Using RegEx in SQL Server
Asked Answered
S

7

126

I'm looking how to replace/encode text using RegEx based on RegEx settings/params below:

RegEx.IgnoreCase = True     
RegEx.Global = True     
RegEx.Pattern = "[^a-z\d\s.]+"   

I have seen some examples on RegEx, but confused as to how to apply it the same way in SQL Server. Any suggestions would be helpful. Thank you.

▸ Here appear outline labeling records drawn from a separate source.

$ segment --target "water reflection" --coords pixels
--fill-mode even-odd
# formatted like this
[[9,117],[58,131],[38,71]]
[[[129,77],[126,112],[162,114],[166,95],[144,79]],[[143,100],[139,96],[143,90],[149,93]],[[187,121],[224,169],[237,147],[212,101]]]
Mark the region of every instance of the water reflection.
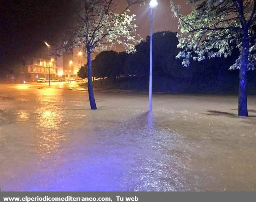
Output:
[[24,122],[29,118],[29,112],[28,110],[20,110],[17,114],[16,121],[17,122]]
[[37,109],[36,124],[38,130],[36,136],[39,138],[38,146],[43,152],[43,157],[59,146],[60,140],[65,139],[61,128],[64,124],[64,115],[60,97],[62,91],[49,88],[38,90],[37,99],[39,107]]

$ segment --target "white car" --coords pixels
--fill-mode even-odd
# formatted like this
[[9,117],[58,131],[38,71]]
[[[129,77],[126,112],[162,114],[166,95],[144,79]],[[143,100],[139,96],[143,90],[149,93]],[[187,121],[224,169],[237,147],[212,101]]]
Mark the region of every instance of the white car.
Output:
[[82,83],[85,83],[85,80],[84,79],[77,79],[76,80],[76,81],[78,83],[81,82]]
[[46,79],[45,78],[40,78],[36,82],[38,83],[43,83],[46,82]]

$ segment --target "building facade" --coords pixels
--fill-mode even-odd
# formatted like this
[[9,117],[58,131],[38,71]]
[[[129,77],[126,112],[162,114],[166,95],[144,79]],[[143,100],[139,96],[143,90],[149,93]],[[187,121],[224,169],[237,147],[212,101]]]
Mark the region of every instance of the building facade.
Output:
[[27,76],[24,80],[36,82],[42,78],[48,79],[49,75],[50,78],[77,78],[80,67],[86,63],[84,53],[78,49],[62,51],[58,57],[49,56],[51,52],[50,49],[42,47],[24,59],[20,73],[22,77]]
[[[32,81],[36,81],[41,78],[50,78],[56,77],[58,70],[56,60],[35,57],[26,60],[23,67],[24,72],[30,75]],[[50,71],[50,74],[49,72]]]
[[73,48],[70,52],[61,52],[57,58],[58,74],[63,77],[77,77],[80,67],[86,63],[84,53]]

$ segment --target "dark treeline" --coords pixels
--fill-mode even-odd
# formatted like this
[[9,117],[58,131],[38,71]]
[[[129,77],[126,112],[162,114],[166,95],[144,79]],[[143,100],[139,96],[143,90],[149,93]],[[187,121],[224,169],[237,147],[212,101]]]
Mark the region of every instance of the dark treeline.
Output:
[[[192,62],[188,67],[175,56],[177,33],[165,31],[153,35],[153,89],[155,91],[205,93],[236,93],[239,71],[229,70],[237,58],[235,50],[226,58],[216,58],[200,62]],[[92,61],[94,76],[107,77],[116,87],[144,90],[148,89],[150,38],[136,46],[137,52],[127,54],[113,51],[103,51]],[[85,67],[86,68],[86,67]],[[249,92],[255,92],[256,71],[250,71]],[[117,77],[121,77],[117,79]]]

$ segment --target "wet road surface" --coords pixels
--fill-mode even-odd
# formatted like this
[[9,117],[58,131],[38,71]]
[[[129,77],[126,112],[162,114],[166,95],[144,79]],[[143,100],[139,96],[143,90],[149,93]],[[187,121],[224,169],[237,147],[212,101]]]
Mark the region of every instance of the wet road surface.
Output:
[[256,97],[0,85],[2,191],[256,191]]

Sulfathiazole answered 19/1, 2012 at 15:9 Comment(3)
Hi take a look at this article: codeproject.com/Articles/42764/…Emmaline
There's also a fine TSQL + Windows API solution at Robyn Page and Phil Factor's that relies on VBScript.RegExp class, which, I belieave, is shipped on every Windows version since Windows 2000.Wauters
If you absolutely positively need RegEx via TSQL, an option for SQL Server 2016 and above is to use R services.Liverpool
I
139

You do not need to interact with managed code, as you can use LIKE:

CREATE TABLE #Sample(Field varchar(50), Result varchar(50))
GO
INSERT INTO #Sample (Field, Result) VALUES ('ABC123 ', 'Do not match')
INSERT INTO #Sample (Field, Result) VALUES ('ABC123.', 'Do not match')
INSERT INTO #Sample (Field, Result) VALUES ('ABC123&', 'Match')
SELECT * FROM #Sample WHERE Field LIKE '%[^a-z0-9 .]%'
GO
DROP TABLE #Sample

As your expression ends with + you can go with '%[^a-z0-9 .][^a-z0-9 .]%'

EDIT:
To make it clear: SQL Server doesn't support regular expressions without managed code. Depending on the situation, the LIKE operator can be an option, but it lacks the flexibility that regular expressions provides.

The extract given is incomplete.